Entre una y otra habían pasado pocas horas. Pero en esas horas se había perdido el control del relato.

Ese mismo día, en la tarde, Bosch se convertía en el denunciante de un fraude. La noche anterior había podido ser el conductor de una victoria en formación.

Ese es el núcleo de la historia.

Carter

Jimmy Carter

El informe del expresidente Jimmy Carter  y su grupo de observadores se ha convertido, con el paso de los años, en la referencia obligada para interpretar aquellas elecciones.

Ese informe reconoce irregularidades, problemas técnicos, desorden en el conteo, errores en actas y procedimientos.

Pero concluye que no encontró evidencia concluyente de un fraude capaz de cambiar el resultado final.

Ese informe es importante. Pero no es completo.

Porque observa el proceso, no el momento. Examina las pruebas, no las decisiones. Mide el conteo, no la oportunidad.
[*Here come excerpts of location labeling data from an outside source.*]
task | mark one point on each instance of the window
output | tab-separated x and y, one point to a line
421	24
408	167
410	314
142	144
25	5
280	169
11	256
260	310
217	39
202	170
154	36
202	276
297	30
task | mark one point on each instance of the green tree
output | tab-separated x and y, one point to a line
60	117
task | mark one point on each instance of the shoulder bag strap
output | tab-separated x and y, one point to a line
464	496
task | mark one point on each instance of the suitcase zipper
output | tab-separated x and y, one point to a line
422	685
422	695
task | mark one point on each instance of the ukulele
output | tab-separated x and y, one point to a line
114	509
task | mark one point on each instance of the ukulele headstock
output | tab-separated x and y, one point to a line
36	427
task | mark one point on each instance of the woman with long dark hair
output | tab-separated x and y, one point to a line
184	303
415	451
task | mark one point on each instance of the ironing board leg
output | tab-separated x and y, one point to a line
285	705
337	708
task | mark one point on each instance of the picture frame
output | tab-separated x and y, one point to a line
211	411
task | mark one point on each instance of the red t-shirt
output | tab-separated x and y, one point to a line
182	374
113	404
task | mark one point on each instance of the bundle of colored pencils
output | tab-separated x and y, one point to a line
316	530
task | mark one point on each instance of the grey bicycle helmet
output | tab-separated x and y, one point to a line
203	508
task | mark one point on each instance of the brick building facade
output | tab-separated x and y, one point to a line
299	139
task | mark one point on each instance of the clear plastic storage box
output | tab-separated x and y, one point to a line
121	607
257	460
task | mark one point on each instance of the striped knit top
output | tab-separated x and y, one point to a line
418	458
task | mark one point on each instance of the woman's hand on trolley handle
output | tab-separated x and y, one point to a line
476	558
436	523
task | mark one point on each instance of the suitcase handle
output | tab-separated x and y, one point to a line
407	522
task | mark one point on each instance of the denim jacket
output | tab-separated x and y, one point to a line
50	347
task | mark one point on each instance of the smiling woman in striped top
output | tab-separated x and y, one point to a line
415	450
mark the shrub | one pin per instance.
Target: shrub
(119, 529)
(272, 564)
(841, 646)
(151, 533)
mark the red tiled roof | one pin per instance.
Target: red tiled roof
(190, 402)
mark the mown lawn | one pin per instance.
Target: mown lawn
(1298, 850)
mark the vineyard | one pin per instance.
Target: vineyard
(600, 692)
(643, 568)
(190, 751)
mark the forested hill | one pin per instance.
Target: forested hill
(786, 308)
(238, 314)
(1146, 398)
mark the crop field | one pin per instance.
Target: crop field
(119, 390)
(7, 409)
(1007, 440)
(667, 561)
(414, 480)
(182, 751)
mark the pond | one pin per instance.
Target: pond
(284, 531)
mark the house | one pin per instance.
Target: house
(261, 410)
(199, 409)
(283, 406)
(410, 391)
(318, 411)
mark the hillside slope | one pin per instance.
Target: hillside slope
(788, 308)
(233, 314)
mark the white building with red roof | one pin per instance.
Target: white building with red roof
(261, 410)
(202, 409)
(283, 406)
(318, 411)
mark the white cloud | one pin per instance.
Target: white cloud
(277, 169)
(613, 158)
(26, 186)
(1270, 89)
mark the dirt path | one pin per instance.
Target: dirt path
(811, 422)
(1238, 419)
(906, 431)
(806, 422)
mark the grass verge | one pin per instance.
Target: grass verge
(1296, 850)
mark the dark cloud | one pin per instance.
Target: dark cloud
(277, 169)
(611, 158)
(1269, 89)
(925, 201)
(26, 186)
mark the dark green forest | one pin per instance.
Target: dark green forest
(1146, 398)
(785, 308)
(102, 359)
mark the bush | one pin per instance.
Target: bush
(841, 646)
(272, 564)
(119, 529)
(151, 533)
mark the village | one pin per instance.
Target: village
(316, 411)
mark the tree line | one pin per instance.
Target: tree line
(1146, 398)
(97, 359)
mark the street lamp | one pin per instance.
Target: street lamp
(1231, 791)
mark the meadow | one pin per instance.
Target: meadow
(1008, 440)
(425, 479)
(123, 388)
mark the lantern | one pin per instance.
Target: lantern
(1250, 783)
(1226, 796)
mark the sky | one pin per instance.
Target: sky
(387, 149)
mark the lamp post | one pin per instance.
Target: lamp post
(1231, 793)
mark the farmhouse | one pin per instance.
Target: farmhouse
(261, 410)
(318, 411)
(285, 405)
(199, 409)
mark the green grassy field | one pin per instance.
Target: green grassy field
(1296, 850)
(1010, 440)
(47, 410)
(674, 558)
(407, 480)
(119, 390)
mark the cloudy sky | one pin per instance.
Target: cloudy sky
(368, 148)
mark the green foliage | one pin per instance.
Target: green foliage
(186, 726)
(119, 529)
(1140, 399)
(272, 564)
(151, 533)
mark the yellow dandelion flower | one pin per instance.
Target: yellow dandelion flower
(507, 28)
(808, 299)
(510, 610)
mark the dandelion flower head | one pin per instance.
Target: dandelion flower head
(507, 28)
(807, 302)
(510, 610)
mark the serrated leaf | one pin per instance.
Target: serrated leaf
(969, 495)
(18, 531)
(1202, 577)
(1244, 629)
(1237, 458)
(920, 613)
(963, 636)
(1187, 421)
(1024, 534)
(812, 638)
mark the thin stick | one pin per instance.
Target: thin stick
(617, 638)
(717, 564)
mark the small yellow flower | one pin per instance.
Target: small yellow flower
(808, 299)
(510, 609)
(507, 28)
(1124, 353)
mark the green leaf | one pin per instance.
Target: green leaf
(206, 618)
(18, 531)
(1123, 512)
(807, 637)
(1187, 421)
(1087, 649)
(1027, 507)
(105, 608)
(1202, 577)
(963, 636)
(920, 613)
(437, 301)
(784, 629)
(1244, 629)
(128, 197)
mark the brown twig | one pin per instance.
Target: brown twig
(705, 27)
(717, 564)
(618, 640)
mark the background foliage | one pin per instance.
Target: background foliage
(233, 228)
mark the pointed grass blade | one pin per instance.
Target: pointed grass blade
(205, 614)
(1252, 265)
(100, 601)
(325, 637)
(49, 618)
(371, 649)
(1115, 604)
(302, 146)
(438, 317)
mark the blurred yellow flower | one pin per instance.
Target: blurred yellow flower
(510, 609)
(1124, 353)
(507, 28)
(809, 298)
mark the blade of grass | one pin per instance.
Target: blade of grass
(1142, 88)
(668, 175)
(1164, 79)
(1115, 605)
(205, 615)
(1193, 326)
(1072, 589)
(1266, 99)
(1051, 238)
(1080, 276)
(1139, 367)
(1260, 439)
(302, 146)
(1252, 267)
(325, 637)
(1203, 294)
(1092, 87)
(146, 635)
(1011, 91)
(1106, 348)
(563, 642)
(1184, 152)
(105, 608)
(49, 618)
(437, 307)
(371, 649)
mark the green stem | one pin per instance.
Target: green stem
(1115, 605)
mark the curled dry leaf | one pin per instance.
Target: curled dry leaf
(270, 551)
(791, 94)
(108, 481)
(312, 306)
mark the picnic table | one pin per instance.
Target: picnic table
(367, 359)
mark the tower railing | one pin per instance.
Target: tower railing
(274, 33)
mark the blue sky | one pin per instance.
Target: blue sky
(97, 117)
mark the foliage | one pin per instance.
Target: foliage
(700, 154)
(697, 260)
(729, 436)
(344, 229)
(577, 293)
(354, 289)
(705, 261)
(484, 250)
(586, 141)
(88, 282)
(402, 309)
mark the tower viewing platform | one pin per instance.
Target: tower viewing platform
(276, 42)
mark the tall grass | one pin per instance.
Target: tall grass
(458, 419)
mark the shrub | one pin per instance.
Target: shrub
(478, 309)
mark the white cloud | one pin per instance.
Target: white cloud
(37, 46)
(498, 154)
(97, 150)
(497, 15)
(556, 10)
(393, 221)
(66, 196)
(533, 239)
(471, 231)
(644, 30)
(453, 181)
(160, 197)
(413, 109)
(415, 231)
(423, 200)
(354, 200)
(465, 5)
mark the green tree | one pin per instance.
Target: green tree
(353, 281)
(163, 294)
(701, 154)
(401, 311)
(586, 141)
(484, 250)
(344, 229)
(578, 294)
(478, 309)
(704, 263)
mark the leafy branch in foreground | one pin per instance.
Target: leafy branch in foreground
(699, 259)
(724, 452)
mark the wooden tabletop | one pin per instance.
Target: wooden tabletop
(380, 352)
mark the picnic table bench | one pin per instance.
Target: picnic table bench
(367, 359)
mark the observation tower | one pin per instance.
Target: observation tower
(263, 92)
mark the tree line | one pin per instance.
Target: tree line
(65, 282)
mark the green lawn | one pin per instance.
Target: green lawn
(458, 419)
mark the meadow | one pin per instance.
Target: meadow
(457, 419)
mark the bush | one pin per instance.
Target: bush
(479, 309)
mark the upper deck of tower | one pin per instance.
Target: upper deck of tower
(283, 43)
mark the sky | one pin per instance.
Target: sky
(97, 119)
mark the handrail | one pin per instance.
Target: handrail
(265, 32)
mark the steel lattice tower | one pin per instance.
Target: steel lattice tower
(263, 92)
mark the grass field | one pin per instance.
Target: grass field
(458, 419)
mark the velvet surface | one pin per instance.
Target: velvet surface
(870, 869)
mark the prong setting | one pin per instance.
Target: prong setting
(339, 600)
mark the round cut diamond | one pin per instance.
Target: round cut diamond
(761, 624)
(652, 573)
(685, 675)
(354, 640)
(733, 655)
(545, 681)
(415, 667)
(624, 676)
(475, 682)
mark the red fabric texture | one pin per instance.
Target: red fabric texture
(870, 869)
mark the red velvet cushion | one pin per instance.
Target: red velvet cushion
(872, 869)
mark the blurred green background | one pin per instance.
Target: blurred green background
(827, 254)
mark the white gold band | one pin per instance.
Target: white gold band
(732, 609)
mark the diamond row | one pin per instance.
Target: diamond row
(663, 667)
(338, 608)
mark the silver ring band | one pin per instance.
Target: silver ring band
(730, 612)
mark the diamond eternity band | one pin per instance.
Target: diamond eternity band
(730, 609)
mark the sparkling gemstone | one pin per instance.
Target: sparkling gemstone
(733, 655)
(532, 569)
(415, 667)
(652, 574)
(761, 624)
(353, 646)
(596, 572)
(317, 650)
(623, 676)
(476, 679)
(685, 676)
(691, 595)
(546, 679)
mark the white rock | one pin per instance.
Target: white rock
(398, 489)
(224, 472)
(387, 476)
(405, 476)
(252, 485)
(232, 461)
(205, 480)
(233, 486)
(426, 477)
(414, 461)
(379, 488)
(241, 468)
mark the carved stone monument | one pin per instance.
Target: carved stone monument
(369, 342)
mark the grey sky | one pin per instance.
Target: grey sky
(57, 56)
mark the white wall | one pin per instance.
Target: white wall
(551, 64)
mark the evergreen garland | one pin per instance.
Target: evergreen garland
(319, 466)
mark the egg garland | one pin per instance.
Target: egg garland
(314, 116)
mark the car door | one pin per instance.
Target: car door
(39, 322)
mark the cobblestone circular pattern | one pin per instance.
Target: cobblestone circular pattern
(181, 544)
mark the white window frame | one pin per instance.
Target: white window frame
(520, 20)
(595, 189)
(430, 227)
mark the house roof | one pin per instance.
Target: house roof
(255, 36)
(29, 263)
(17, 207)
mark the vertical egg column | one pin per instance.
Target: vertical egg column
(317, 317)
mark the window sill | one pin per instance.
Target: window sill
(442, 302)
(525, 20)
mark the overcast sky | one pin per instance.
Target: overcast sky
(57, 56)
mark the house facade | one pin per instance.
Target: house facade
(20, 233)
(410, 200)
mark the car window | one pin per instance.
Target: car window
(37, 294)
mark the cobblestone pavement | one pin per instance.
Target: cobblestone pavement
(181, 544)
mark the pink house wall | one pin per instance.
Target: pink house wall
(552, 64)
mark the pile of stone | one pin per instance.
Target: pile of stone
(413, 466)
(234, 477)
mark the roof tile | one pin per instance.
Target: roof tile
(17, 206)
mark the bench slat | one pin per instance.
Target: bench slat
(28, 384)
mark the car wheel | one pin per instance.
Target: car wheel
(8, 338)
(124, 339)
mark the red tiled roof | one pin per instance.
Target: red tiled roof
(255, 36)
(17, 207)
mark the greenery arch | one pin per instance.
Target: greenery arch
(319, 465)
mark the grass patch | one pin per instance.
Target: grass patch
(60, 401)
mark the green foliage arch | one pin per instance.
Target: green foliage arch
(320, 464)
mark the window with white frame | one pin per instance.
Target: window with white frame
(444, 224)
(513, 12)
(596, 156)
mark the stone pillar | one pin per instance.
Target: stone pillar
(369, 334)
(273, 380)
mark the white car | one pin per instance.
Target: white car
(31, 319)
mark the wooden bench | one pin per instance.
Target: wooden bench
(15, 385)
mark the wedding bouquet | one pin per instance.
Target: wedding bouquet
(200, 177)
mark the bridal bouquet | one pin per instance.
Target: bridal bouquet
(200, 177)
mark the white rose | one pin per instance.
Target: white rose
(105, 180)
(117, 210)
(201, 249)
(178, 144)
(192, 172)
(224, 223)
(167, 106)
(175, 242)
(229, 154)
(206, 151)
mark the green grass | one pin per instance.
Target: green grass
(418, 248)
La elección de 1990 fue cerrada, tensa, llena de dudas.

Los primeros boletines mostraban variaciones estrechas.

La percepción de triunfo existía dentro del PLD. Pero la política no se define solo en los números. Se define en la capacidad de convertir esos números —o esa percepción— en un hecho político visible.

Y eso no ocurrió.

Los días siguientes confirmaron la deriva.

Carter intervino para evitar una crisis mayor, promovió el cotejo de actas, pidió prudencia, contuvo la confrontación.

La Junta continuó publicando boletines. El resultado oficial terminó favoreciendo a Balaguer por un margen estrecho. Y la historia institucional siguió su curso.

Pero la historia política ya había sido decidida antes.